API Viide¶
Genereeritud automaatselt Pythoni lähtekoodi dokumentatsioonist. Pärast muudatusi lähtekoodis käivitage pixi run -e docs docs-build, et viidet uuendada.
Huumuse parser¶
soil_lib.huumus_parser
¶
Regex-based parser for the Huumus (organic horizon) field of the Estonian soil map.

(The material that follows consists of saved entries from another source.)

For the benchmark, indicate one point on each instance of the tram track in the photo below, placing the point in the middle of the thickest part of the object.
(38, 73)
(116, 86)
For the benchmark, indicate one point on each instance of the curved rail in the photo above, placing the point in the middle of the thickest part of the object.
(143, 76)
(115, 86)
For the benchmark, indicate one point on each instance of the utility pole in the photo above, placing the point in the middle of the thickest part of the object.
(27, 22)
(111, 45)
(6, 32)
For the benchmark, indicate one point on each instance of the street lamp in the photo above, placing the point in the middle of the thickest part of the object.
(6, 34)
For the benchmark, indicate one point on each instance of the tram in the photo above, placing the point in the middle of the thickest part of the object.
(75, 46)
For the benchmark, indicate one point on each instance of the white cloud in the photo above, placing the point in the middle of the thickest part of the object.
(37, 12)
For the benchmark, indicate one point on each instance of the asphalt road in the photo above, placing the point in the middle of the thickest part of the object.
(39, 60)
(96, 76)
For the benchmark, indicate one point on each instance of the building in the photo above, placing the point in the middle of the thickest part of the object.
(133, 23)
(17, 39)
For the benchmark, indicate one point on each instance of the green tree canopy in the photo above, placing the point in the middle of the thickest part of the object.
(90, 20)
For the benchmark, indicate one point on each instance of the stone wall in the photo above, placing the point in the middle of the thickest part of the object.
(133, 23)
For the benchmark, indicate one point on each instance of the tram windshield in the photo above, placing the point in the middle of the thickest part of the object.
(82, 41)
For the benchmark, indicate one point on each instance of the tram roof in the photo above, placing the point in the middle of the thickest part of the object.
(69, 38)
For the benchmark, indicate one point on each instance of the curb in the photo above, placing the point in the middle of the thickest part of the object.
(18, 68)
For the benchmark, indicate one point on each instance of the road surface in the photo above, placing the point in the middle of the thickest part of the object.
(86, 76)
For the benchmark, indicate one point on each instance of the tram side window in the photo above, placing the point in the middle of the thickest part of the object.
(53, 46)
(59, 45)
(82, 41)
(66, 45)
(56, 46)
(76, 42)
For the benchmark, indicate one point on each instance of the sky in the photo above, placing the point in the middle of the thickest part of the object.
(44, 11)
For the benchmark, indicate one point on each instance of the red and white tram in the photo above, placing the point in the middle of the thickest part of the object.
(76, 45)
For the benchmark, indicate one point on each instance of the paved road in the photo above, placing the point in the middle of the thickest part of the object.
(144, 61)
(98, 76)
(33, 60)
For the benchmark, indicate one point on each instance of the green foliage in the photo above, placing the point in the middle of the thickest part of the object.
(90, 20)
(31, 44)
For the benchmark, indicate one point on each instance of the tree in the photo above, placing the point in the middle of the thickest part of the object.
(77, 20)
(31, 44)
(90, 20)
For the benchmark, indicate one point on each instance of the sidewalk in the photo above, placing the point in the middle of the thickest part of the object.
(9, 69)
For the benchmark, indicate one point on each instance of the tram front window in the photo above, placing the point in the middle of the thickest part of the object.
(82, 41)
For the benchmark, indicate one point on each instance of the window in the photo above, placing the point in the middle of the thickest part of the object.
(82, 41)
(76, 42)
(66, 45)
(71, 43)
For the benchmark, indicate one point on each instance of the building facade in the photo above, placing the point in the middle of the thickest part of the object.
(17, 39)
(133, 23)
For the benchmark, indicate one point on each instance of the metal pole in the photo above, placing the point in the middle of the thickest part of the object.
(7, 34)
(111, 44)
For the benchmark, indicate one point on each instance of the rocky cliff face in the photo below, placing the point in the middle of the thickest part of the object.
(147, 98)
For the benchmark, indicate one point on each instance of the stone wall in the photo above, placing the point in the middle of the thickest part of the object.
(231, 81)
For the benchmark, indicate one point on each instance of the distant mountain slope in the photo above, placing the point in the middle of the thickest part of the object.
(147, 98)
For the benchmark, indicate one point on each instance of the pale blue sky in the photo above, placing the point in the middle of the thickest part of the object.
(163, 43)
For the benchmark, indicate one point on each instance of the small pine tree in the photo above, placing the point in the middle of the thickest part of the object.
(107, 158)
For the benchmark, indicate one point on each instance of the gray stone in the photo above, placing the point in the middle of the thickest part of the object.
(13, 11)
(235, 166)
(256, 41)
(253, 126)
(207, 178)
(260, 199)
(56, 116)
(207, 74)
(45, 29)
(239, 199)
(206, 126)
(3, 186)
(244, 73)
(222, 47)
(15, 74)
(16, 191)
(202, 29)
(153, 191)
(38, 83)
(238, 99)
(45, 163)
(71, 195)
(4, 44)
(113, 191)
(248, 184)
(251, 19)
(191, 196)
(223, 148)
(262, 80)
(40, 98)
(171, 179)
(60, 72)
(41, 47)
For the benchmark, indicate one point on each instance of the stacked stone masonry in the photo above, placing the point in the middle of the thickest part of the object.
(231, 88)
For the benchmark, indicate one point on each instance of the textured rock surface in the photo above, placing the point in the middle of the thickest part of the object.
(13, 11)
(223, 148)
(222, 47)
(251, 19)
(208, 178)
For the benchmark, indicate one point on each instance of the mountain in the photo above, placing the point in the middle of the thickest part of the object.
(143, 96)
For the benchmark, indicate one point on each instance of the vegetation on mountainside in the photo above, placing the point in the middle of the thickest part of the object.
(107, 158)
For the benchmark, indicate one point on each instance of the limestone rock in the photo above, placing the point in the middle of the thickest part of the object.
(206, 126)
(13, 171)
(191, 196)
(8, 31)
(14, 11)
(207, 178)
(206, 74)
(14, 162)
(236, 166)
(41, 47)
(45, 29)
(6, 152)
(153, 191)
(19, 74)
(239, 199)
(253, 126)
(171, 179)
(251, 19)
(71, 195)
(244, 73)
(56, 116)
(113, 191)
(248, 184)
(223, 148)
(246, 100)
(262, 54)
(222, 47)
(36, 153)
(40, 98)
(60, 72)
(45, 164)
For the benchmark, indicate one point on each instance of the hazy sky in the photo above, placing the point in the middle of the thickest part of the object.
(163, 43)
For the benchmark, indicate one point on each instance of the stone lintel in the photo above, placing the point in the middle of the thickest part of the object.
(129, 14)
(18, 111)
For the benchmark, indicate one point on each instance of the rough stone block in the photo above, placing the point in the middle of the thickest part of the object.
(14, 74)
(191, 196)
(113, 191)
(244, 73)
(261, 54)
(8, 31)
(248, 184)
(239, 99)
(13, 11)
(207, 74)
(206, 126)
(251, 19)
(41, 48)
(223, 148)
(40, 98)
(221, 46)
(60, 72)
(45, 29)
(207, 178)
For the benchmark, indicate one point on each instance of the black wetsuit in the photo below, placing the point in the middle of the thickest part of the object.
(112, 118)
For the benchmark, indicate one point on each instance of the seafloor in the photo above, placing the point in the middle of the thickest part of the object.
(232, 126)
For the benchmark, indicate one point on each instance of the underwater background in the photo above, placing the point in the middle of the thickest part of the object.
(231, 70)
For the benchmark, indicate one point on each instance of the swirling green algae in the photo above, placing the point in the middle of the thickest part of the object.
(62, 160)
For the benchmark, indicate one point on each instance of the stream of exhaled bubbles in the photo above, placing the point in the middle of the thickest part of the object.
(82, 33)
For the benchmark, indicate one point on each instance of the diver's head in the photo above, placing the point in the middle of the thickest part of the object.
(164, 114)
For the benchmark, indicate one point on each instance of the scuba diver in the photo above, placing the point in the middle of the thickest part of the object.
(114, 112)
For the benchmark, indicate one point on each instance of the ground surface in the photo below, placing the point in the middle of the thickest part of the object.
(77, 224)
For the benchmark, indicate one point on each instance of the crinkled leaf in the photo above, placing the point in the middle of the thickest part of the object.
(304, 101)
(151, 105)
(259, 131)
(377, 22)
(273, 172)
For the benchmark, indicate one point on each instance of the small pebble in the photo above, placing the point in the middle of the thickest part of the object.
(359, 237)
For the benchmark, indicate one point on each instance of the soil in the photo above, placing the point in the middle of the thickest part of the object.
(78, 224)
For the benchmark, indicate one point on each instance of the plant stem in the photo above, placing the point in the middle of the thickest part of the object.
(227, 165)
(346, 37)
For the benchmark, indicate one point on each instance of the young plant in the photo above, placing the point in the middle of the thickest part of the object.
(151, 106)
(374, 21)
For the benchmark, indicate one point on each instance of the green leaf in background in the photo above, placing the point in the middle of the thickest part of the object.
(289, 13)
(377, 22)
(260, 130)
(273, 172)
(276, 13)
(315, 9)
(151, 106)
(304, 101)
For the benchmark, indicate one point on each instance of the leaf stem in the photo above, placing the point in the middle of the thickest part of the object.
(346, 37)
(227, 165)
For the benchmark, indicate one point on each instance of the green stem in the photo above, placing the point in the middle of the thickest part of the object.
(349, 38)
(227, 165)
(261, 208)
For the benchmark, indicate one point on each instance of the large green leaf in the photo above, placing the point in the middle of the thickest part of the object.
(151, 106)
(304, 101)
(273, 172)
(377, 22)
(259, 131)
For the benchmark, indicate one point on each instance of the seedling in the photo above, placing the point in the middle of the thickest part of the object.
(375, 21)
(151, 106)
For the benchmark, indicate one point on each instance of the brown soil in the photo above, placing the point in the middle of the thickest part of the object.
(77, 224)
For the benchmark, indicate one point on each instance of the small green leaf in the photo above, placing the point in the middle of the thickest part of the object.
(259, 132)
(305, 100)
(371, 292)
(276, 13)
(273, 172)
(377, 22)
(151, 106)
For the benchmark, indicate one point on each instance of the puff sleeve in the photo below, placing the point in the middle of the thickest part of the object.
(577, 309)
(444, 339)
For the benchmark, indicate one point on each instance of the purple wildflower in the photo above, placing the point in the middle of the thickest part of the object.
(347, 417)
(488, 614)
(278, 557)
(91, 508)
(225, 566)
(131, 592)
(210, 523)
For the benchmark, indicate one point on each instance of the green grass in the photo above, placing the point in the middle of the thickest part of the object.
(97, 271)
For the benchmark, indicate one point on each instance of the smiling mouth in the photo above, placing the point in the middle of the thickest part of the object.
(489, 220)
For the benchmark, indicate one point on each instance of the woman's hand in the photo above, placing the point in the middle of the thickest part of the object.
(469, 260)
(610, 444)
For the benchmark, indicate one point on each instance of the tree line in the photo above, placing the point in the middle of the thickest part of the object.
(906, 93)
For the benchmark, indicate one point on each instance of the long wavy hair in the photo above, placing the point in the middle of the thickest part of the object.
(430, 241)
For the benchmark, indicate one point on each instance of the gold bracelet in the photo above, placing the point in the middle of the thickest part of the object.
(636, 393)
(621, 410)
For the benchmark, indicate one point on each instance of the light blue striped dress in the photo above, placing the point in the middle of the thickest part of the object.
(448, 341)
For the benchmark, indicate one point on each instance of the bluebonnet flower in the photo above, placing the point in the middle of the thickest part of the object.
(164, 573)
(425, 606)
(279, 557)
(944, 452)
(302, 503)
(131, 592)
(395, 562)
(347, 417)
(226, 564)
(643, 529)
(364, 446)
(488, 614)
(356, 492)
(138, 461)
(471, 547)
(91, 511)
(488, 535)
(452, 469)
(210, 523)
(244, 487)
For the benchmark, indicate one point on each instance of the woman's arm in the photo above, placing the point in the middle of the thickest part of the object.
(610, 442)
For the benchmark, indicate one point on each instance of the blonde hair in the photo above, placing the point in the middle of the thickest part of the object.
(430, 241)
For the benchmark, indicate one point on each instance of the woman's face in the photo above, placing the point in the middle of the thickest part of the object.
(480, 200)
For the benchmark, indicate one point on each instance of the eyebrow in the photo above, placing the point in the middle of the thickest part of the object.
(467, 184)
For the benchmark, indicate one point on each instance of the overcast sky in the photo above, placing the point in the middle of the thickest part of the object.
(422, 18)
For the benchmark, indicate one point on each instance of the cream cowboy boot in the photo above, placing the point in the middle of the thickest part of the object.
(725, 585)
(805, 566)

The Huumus field describes the organic surface horizon of a soil profile. Up to four space-separated sub-formulas (Sif1-Sif4) may appear; each corresponds to one dominant soil unit within the mapping polygon.
A sub-formula may carry two slash-separated variants::
left = metsakõdu (forest litter) reading
right = põllumaa huumus (agricultural humus) reading
When only one part is present it applies to both land-use types.
Within each part, individual organic layers are joined by + or ;.
Notation reference¶
th[depth]
Toorhuumus (raw/mor humus). Always > 10 cm; strongly acidic, poorly
decomposed; typical of conifer forests. E.g. th15 (15 cm thick).
t[degree][depth]
Turvas (peat). Decomposition degree encoded as Unicode subscripts
₁₂₃ (U+2081-U+2083) or plain ASCII digits 1/2/3:
1 = weakly, 2 = moderately, 3 = strongly decomposed. E.g. t₂20.
h[depth]
Huumus (mineral humus horizon, mull). Rare in the dataset (~4 rows).
[depth][degree] or [degree][depth]
Metsakõdu (forest litter). Decomposition degree 1-3; thickness ≤ 10 cm.
Subscript notation (₁₂₃) unambiguously means kõdu. E.g. 5₂ (5 cm,
degree 2).
0
No organic matter present.
Depth notation: single value (e.g. th15) or range N-M cm (th15-25).
Represents thickness of the horizon, not depth-to-top.
Brackets (...) mark uncertain or locally variable layers — stripped before
parsing.
Formal encoding structure::
siffer1 [siffer2 [siffer3 [siffer4]]] (space-separated)
Each siffer : [forest_part /] agri_part (slash split)
Each part : unit [+ unit ...]
Each unit : th[d] | t[deg][d] | h[d] | 0 | [d][deg]
Main entry point¶
:func:parse_huumus_formula — Dask-safe, returns a 24-column pd.Series.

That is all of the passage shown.